In Carson's case, the federal warning came when test scores for English language learners failed to move forward. Most recently, test scores for the school's special education population came under scrutiny.
"Carson is in restructure implementation this year. Last year, they were in restructure planning. They're kind of the end of the labeling list," said district assistant superintendent Suzie DePrez.

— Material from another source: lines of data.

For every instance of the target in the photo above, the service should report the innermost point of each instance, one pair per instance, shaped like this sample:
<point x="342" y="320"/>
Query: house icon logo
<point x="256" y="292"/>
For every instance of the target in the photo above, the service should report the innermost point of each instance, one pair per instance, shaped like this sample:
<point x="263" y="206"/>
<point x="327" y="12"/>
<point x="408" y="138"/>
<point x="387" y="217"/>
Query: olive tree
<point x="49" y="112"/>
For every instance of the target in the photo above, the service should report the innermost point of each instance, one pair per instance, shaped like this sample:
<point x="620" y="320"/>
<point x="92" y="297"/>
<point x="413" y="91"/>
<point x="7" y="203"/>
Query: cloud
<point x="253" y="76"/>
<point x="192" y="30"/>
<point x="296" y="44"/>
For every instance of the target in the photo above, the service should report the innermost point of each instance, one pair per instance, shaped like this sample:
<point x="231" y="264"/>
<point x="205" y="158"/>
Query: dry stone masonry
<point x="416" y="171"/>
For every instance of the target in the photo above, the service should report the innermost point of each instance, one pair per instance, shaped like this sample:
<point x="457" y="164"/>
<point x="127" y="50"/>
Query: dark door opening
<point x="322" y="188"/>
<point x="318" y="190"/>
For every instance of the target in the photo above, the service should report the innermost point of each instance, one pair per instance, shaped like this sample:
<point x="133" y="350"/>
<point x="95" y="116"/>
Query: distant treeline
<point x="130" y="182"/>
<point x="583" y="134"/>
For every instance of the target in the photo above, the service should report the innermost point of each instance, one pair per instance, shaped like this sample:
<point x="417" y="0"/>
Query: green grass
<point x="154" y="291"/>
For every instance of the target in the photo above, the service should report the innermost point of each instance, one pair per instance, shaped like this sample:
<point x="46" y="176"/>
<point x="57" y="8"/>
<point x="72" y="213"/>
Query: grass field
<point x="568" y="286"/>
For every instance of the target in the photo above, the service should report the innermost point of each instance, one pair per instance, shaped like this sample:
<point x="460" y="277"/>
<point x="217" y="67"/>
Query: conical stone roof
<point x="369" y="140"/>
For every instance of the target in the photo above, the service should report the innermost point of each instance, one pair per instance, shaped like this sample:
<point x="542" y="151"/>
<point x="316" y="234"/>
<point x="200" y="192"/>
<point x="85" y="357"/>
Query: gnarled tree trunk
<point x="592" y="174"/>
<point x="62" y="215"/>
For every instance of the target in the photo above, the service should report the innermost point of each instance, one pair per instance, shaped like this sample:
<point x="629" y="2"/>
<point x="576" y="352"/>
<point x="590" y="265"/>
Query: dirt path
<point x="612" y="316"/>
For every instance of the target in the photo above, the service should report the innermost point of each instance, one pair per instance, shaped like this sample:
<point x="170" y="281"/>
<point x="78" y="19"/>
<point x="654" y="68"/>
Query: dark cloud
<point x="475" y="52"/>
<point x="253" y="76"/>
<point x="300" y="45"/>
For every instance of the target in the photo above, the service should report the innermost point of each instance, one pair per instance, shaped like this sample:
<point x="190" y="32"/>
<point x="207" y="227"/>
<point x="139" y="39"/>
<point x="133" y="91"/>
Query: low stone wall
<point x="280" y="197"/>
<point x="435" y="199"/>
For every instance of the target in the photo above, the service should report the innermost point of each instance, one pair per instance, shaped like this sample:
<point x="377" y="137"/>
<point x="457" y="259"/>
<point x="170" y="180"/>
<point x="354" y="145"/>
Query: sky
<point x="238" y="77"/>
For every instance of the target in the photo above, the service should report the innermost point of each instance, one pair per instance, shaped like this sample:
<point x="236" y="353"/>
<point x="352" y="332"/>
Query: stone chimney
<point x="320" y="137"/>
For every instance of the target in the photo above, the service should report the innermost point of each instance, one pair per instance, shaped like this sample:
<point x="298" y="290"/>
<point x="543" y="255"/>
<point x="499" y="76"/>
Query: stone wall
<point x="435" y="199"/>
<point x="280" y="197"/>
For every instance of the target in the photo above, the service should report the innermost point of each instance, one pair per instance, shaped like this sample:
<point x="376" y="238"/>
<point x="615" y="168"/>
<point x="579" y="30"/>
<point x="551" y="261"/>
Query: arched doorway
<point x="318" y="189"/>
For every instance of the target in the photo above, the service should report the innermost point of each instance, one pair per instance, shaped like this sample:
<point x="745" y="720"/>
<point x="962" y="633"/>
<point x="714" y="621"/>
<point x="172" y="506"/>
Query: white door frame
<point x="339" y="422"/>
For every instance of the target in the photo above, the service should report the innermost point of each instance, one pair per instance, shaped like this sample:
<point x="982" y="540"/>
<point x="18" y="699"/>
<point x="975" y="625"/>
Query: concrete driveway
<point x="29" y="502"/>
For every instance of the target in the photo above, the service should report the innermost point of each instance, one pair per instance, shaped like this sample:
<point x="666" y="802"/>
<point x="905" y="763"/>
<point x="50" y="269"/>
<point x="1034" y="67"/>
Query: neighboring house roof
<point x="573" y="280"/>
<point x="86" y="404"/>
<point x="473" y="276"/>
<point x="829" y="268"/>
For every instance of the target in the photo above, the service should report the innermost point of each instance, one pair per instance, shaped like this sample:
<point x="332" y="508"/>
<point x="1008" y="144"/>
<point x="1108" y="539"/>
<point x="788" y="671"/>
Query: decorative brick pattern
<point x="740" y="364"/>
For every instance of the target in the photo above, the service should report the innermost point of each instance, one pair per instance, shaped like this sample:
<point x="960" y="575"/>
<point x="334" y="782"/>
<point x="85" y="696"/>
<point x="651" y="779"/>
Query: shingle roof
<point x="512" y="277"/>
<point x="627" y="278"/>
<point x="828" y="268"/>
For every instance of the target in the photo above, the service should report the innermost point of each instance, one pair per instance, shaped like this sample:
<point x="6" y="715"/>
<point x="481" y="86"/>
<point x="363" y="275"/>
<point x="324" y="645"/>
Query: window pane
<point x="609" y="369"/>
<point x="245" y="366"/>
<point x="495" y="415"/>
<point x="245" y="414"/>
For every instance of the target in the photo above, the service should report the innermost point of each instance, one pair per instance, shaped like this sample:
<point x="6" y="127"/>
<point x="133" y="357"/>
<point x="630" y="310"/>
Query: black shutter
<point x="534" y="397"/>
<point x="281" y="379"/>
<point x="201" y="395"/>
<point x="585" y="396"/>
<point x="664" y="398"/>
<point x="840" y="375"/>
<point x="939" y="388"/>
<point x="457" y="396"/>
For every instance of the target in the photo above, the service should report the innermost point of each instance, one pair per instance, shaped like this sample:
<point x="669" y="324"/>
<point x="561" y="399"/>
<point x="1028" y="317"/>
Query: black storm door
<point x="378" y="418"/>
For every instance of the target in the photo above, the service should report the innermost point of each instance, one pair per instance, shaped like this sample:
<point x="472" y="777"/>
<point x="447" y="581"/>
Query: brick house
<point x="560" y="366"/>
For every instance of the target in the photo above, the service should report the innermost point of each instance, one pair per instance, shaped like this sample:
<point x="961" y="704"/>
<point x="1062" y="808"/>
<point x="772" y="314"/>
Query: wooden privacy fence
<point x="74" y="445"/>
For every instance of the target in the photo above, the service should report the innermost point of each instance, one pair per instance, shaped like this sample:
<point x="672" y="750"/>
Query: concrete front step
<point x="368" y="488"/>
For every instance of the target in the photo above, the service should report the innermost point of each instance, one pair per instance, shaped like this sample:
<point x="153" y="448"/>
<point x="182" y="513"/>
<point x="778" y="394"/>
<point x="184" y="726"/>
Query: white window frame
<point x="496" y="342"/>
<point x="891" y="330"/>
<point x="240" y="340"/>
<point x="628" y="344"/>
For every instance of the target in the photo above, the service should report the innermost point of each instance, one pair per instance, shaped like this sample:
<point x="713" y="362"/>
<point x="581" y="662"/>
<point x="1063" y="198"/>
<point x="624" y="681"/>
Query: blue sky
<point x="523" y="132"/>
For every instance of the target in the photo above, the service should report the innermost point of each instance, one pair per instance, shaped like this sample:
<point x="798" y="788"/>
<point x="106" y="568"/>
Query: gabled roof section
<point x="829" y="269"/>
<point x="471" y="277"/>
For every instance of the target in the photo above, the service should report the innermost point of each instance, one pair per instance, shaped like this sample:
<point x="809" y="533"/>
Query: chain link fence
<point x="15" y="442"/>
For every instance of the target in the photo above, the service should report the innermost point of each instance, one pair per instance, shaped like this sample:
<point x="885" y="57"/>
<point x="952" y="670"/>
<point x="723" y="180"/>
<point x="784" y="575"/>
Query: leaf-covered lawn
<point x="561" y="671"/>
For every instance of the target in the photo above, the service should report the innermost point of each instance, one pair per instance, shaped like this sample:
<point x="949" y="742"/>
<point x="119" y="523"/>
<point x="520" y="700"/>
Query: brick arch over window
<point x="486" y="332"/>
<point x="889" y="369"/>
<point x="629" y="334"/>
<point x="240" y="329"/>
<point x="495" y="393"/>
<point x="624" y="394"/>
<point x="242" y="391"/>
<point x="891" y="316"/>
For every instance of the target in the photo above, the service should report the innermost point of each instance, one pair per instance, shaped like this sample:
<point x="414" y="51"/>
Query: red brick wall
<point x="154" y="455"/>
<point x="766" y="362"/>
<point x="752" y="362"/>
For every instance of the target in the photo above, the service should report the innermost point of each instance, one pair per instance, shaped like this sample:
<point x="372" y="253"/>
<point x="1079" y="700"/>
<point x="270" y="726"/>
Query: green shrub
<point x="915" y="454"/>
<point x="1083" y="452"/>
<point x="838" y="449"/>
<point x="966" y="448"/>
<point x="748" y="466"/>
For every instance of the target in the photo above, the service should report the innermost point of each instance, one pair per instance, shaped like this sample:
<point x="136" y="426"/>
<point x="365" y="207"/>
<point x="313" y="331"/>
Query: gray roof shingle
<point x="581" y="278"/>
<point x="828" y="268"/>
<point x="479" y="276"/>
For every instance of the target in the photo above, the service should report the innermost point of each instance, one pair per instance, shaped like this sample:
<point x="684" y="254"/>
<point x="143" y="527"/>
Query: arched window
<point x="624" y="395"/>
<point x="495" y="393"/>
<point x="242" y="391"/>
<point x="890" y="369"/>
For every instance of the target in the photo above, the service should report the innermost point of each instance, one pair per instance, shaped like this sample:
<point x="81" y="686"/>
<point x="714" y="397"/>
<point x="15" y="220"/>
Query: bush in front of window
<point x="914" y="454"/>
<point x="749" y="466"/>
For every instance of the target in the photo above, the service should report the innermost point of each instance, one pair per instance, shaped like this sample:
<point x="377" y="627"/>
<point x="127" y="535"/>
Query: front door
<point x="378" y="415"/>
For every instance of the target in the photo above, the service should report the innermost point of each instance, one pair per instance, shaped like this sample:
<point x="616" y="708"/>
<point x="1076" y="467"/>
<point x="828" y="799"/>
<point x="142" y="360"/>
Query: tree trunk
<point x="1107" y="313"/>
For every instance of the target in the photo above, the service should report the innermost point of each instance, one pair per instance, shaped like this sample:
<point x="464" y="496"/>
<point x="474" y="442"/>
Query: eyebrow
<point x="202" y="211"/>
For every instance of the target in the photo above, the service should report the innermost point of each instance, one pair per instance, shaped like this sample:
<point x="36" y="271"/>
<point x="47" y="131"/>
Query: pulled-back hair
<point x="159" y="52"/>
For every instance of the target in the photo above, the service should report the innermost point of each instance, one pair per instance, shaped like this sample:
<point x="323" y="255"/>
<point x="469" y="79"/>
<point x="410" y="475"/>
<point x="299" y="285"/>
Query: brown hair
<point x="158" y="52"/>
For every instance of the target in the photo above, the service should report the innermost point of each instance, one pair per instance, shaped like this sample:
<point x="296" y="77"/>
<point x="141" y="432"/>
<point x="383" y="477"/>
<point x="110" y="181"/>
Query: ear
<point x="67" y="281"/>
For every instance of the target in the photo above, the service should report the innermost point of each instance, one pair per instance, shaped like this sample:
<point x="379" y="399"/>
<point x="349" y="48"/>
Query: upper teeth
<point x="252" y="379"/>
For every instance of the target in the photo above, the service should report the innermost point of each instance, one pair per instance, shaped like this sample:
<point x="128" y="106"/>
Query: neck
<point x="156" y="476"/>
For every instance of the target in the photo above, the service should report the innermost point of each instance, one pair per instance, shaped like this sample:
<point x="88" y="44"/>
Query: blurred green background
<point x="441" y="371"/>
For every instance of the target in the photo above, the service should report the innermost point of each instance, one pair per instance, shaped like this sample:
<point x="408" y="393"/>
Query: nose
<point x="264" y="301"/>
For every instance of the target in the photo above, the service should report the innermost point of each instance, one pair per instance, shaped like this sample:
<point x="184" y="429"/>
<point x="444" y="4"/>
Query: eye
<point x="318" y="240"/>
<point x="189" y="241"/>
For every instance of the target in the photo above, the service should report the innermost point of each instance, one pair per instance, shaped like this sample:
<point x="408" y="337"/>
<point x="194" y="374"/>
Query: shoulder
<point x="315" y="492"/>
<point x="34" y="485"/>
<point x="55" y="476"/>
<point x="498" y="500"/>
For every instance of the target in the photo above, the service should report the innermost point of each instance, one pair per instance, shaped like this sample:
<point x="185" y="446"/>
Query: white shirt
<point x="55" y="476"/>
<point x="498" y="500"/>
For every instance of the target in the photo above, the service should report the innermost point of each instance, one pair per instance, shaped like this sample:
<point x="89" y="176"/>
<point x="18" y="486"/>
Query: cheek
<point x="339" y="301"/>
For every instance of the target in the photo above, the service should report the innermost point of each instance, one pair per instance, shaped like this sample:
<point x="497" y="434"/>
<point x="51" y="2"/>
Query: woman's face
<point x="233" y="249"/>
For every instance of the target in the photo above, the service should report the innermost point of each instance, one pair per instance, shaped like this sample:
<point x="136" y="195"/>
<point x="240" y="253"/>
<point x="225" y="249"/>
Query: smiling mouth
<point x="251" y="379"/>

So the next step, DePrez said, is "taking our cue from the federal guidance."
That means following the guidelines of creating a "turnaround school," DePrez said, which includes hiring new leadership - Ray Chavez starts as principal in July - and making staff changes.
To address the academic issues at Carson, consultants were brought in this year. Staff increased the school day and examined special education procedures and processes. The improvement plan includes parent education, common planning time for teachers and new teacher mentoring.
"We're trying to make sure we're doing the best for Carson," DePrez said.
Those changes are sparking excitement, said counselor Cliff Moon, who has been at Carson for two years.
"With Mr. Chavez coming and the newfound knowledge (from the consultants), we're just excited to create a school that we hope will be successful based upon the state and federal standards," Moon said. "We have lots of confidence going into the new year."
Carson is the only Mesa district school in restructure status. Last year, Powell Junior High School was in that situation. The school board closed Powell as it dealt with budget and enrollment issues.
Currently, there are nine Mesa district campuses in "school improvement," meaning one or more categories of students failed to improve test scores from one year to the next. Besides Carson, the others are Emerson and Hawthorne elementary schools and Brimhall, Kino, Mesa, Smith and Taylor junior highs. Fremont Junior High School is "frozen" in year one of school improvement, meaning it made necessary academic progress last year and can get out of "school improvement" status if test scores improve again.










Leon Ceniceros posted at 2:30 pm on Thu, Apr 21, 2011.
YOU MEAN THE OBAMA/DEMOCRAT............"NO ANCHOR BABY LEFT BEHIND" ....ACT.
mesateacher posted at 4:03 pm on Thu, Apr 21, 2011.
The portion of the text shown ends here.